Un bilan a été réalisé en juin 2001 avec l’aide du médiateur. Cet exercice a permis de constater l‘amélioration des relations du travail et certains objectifs initiaux en voie de réalisation tels que la cohérence et l’ouverture réciproques, la reconnaissance du droit à l’erreur, l’explication des problèmes, mais aussi la compréhension mutuelle ainsi que la qualité de l’information échangée (Maschino et Turcot, 2003, dans Boivin et coll., p. 6). Pour renforcer les communications, les parties ont toutefois décidé de tenir plus régulièrement des réunions mensuelles du comité des relations du travail en plus de rencontres hebdomadaires pour favoriser la circulation de l’information. Enfin, les parties ont dressé un bilan semi-annuel pour évaluer la situation tout en s’occupant de l’équité salariale et de la médiation pré-arbitrale de griefs (Maschino et Turcot, 2003, dans Boivin et coll., p. 6). Cette dernière s’est effectuée avec succès en mars 2003 (Maschino et Turcot, 2003, dans Boivin et coll., p. 5).

e)

Cas Lavo inc.

Lavo inc., avec ses 122 employés d’usine syndiqués, est une entreprise montréalaise dont les relations étaient difficiles entre la direction et le Syndicat des travailleuses et travailleurs de Lavo ltée (CSN) (Maschino, 2003a, dans Boivin et coll., p. 8 et 11). Après le déménagement de l’usine en 2001, les parties ont demandé les services du ministère, puis ont entamé en février 2002 un séminaire en relations du travail pour contrer, entre autres, le manque de confiance et de respect mutuel, les divergences fréquentes dans l’interprétation des clauses de la convention collective, l’accumulation de problèmes non réglés en plus des tensions entre des employés et des contremaîtres (Maschino, 2003a, dans Boivin et coll., p. 8). Ils ont abouti à un plan d’amélioration de leurs rapports de travail. En septembre 2002, lors d’un bilan de l’évolution de leurs relations, ils ont demandé au médiateur de bien vouloir les assister dans quelques réunions du comité des relations du travail pour ne pas revenir à une logique de contestation et à consolider leur approche. À cette même date, « les superviseurs ont reçu une formation sur la

tenue de réunions et sur l’évolution de leur rôle vers celui de conseiller et de coordonnateur » (Maschino, 2003a, dans Boivin et coll., p. 11).
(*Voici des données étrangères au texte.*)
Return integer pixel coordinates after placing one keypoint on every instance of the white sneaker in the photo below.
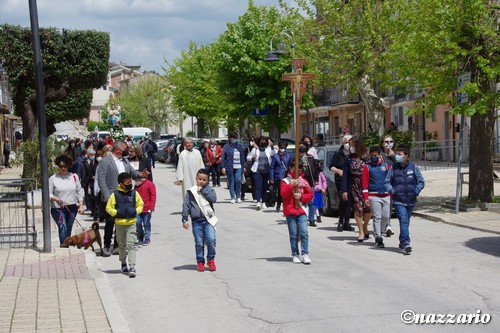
(305, 259)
En résumé, le séminaire a non seulement permis aux parties de retrouver un dialogue satisfaisant, mais a aussi favorisé la mise en place d’un comité en relation du travail et la formation d’un comité d’interprétation de la convention collective pour développer une compréhension commune de certains termes et en clarifier d’autres (Maschino, 2003a, dans Boivin et coll., p. 10). Un point était encore à réaliser et portait sur le fait de devoir renforcer le suivi des décisions prises dans le comité de relations du travail. Puisque la progression du dialogue entre les parties était devenue bonne, au printemps 2003, les parties envisageaient la préparation d’un plan pour accroître le travail d’équipe, renforcer l’utilisation des bonnes méthodes de travail et faciliter les liens entre les équipes (Maschino, 2003a, dans Boivin et coll., p. 11).